The List of the Participants of the Subjective QRS Benchmark
Multimodal Distortion
Several models were used capable of solving several tasks at once, such as Super-Resolution, Deblurring and Denoising. To start one of the operating modes, it was necessary to specify the appropriate parameters.
Nonlinear Activation Free Network (NAFNet)
NAFNet[1] is a modern CNN restoration baseline that deliberately simplifies the building block by removing conventional nonlinear activations, relying instead on lightweight gating/attention-style operations inside a U-Net-like framework. NAFNet has ~29M parameters for its main model variant used in the evaluations. It is notable for achieving strong restoration quality with a comparatively simple and efficient architecture competitive with transformer backbones.
Video Restoration Transformer (VRT)
VRT[2] is a multi-scale video Transformer built from Temporal Mutual Self-Attention (TMSA) plus parallel warping. TMSA operates on short clips (mutual attention for alignment/fusion + self-attention for feature extraction) and uses sequence shifting to enable cross-clip interaction. VRT has 18.3M parameters for a 1280×720 LQ setting, and also highlights that VRT is comparatively heavy in memory/runtime versus recurrent designs.
Recurrent Video Restoration Transformer (RVRT)
RVRT[3] integrates parallel and recurrent strategies: it processes local clips in parallel inside a globally recurrent framework, and introduces Guided Deformable Attention (GDA) for clip-to-clip alignment/aggregation under flow guidance. RVRT has 13.6M parameters, while also noting that it achieves a strong trade-off between effectiveness, memory, and speed.
This model can be called a state-of-the-art in the field of Synthetic Video Super-Resolution.
Super-Resolution
Several models for Super-Resolution was used for generate the corresponding distortion class. For models where possible, both 2x scaling and 4x scaling options were used.

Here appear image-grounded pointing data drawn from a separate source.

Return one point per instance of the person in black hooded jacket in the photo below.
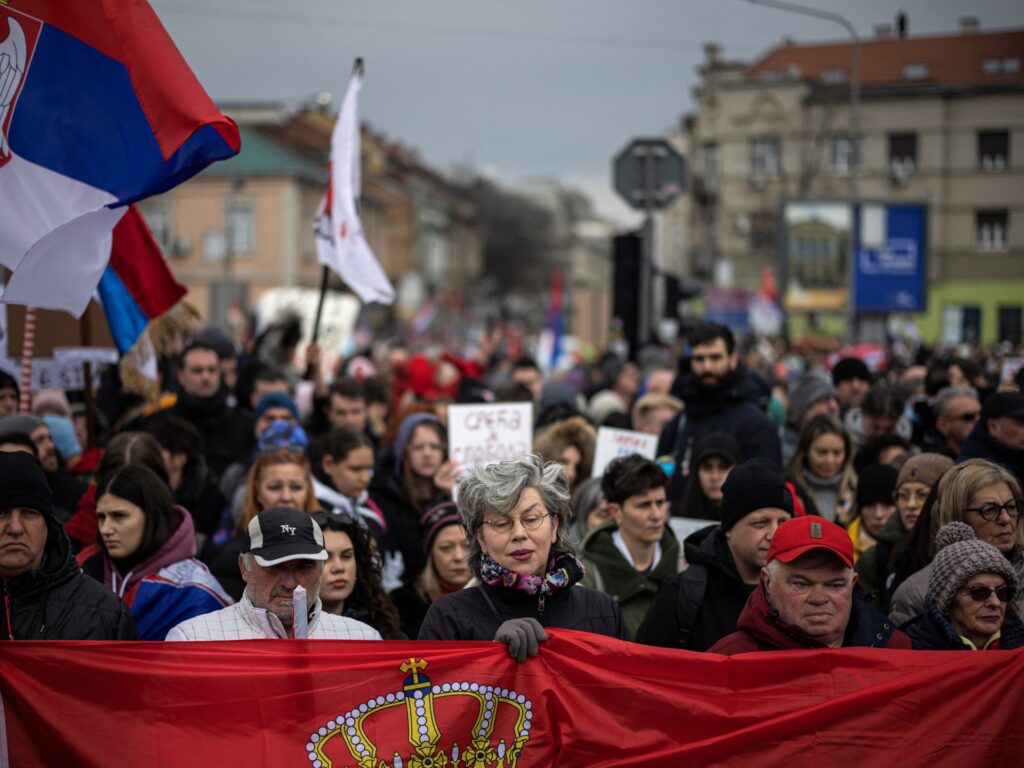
(700, 605)
(720, 396)
(45, 595)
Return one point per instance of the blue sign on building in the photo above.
(892, 255)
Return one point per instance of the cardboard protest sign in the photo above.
(483, 433)
(614, 443)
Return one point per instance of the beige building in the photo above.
(941, 123)
(249, 220)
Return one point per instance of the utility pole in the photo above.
(854, 131)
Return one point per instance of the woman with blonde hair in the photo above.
(821, 468)
(569, 442)
(986, 497)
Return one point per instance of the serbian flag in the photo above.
(586, 701)
(97, 110)
(136, 287)
(341, 245)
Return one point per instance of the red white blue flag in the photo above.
(97, 111)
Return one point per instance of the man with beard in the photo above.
(66, 489)
(203, 401)
(720, 396)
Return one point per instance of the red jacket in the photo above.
(760, 628)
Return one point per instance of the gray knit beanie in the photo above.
(810, 388)
(960, 557)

Hybrid Attention Transformer (HAT)
HAT[4] has 20.8M parameters while keeping a runtime similar to SwinIR. Architecturally, it is a Transformer SR model that combines window-based attention with additional “hybrid” attention components designed to better activate pixels. SwinIR as an evolution of Swin-style restoration Transformer.
This model can be called a state-of-the-art in the field of Video Super-Resolution.
Swin2SR
Swin2SR[5] has ~12M parameters and is positioned as a Swin-Transformer-based SR model aimed at strong quality with moderate size. Architecturally it adapts a hierarchical Swin-style backbone (windowed attention with cross-window interaction) for super-resolution, and Swin2SR emphasizes performance gains over earlier Transformer baselines in several settings.
BasicVSR++
BasicVSR++[6] is a recurrent VSR framework that redesigns BasicVSR with second-order grid propagation and flow-guided deformable alignment to better propagate and align information over time. BasicVSR++ has 7.3M parameters. The BasicVSR++ positions as a strong/top method for VSR while keeping parameter count similar to BasicVSR.
RealBasicVSR
RealBasicVSR[7] has 6.3M parameters and focuses on real-world VSR by adding an image cleaning / input pre-cleaning module in front of a VSR backbone to handle complex degradations. It introduces a training strategy including dynamic refinement to better fit real data distributions and improve robustness.
This model can be called a state-of-the-art in the field of Real-World Video Super-Resolution.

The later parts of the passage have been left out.